Dimensional analysis is enough to see that $mc^2$ has the same units as energy while $\gamma mc$ or $mc$ doesn't.
Concerning the components of a 4-vector, special relativity unifies the spatial and temporal components. But the 4 components of a 4-vector with "uniform units" do not necessarily enjoy the same normalization as the quantities outside relativity. Instead, you must typically multiply the time component by $c$ or $1/c$ to get the usual non-relativistic normalization of the quantity.
The position vector is $(x,y,z,ct)$. Note that all of them have the dimension of length. But the real time is $ct$, the last component, divided by $c$. Similarly, the energy-momentum vector has $m_0\gamma v_x,m_0\gamma v_y, m_0\gamma v_z,m_0\gamma c$. Again, all components have the same units but now you have to multiply the last component $m_0\gamma c$ by $c$ to get the usual normalization for the energy, $E=m_0 \gamma c^2$.
This is just a question of units. Nothing guarantees that the simplest identifications and conventions will lead to correct formulae without any extra $c$ with the units used before relativity. When we say "the time component of a vector is a particular quantity known before relativity", we mean that it contains the same information but sometimes we need to normalize it differently, add a universal factor. Before relativity, people used very unnatural units for many quantities and the temporal and spatial components didn't have the sam units even though their key information was always a part of the same 4-vector which shows that they may be "rotated into each other".
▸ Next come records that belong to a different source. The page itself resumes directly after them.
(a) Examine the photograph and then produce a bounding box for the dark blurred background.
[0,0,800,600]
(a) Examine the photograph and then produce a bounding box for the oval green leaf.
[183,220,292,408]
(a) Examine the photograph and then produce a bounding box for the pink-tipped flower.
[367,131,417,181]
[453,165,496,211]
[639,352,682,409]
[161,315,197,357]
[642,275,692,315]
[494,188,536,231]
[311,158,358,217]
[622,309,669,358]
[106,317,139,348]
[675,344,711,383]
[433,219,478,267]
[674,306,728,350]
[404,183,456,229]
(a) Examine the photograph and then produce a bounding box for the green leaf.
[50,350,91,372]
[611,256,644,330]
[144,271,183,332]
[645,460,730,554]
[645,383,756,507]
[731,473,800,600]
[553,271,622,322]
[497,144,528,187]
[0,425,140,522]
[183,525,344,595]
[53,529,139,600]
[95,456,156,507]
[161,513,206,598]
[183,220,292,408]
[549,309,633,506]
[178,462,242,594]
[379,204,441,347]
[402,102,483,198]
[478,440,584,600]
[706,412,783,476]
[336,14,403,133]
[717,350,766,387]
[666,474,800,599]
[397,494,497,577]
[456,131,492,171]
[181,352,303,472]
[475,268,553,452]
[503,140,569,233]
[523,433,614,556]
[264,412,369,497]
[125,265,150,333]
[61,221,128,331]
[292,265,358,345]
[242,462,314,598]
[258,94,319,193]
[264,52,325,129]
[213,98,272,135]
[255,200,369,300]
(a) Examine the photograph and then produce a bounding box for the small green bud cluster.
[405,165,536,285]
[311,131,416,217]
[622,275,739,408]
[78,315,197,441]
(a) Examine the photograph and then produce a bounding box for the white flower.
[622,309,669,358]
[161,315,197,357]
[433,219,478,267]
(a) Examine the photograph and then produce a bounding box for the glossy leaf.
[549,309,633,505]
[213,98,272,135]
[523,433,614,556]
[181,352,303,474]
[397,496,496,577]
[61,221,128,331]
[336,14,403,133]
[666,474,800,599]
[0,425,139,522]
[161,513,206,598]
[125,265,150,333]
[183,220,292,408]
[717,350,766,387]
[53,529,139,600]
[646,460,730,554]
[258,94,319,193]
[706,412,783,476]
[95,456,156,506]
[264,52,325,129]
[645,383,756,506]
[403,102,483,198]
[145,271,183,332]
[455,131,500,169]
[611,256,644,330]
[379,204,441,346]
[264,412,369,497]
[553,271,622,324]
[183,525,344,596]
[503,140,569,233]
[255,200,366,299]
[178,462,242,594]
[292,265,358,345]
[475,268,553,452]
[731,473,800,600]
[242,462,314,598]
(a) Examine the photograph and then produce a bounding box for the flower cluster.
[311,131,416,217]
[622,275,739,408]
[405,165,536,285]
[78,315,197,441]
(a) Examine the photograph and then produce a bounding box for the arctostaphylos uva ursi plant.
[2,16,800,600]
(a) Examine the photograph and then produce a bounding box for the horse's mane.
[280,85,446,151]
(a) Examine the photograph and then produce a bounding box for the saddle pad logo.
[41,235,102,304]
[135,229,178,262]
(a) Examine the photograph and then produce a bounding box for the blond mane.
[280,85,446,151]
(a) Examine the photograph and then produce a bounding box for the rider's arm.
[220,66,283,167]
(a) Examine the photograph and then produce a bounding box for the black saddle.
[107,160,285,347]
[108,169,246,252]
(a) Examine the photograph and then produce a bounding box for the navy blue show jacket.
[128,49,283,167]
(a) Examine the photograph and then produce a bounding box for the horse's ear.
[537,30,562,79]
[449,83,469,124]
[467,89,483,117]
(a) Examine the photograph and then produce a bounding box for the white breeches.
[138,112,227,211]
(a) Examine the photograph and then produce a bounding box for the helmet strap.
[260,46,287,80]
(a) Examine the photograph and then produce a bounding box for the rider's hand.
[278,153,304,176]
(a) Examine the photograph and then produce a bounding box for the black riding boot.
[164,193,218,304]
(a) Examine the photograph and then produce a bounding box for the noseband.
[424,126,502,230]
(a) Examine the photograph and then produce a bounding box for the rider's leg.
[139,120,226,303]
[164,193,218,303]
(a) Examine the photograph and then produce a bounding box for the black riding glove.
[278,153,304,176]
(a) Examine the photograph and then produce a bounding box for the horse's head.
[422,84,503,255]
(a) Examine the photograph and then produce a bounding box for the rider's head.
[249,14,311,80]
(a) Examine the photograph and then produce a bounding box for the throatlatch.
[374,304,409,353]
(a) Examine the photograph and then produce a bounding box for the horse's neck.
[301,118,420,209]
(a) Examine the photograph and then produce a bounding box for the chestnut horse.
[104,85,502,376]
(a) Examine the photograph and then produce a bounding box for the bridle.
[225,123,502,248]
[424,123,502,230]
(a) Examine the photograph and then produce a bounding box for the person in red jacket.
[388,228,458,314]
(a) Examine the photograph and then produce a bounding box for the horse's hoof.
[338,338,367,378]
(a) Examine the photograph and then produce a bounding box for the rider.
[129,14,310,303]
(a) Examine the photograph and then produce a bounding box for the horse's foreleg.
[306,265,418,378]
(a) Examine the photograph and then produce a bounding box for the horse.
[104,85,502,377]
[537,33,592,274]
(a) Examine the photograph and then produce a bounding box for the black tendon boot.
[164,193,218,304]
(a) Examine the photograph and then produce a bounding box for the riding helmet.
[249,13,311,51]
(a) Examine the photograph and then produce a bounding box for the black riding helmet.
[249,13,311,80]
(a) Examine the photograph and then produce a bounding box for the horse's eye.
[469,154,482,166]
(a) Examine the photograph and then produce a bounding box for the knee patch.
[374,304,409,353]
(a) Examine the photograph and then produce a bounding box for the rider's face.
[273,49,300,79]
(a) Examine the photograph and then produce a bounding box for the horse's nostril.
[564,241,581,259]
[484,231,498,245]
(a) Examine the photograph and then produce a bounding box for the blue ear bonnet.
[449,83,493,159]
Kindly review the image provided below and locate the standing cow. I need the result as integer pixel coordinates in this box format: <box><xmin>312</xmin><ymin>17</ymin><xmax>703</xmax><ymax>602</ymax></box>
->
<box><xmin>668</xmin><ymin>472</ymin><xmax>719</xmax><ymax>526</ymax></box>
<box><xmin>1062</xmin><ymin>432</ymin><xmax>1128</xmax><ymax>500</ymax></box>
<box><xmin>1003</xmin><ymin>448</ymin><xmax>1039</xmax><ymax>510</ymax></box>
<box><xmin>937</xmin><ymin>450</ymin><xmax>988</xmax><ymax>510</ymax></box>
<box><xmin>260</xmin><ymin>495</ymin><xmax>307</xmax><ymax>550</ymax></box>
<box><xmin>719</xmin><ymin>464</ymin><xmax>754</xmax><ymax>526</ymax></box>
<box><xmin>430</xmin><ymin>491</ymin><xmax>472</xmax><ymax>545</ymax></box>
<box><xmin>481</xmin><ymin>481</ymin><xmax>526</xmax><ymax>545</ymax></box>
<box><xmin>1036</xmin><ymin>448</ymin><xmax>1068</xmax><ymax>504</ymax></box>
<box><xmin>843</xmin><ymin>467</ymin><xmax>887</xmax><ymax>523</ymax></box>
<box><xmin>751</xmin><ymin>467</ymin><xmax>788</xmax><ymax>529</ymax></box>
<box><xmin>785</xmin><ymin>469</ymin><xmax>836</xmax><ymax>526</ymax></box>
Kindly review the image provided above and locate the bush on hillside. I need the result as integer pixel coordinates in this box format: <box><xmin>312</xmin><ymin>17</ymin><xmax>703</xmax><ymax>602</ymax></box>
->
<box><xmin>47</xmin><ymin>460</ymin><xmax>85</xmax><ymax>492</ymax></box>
Among physicists who study relativistic phenomena (e.g. particle physicists), this is a complete non-problem and physicists often use units with $c=1$, anyway. This really means that distances are measured in light seconds and the speed of light is one light second per second, and the difference between a light second and second is suppressed. (Particle physicists typically use units in which one GeV, and not one second, and its powers are used for everything, i.e. times, distances, energies, momenta, masses, etc.: they also set $\hbar=1$ so that energy and frequency i.e. inverse time have the same units.)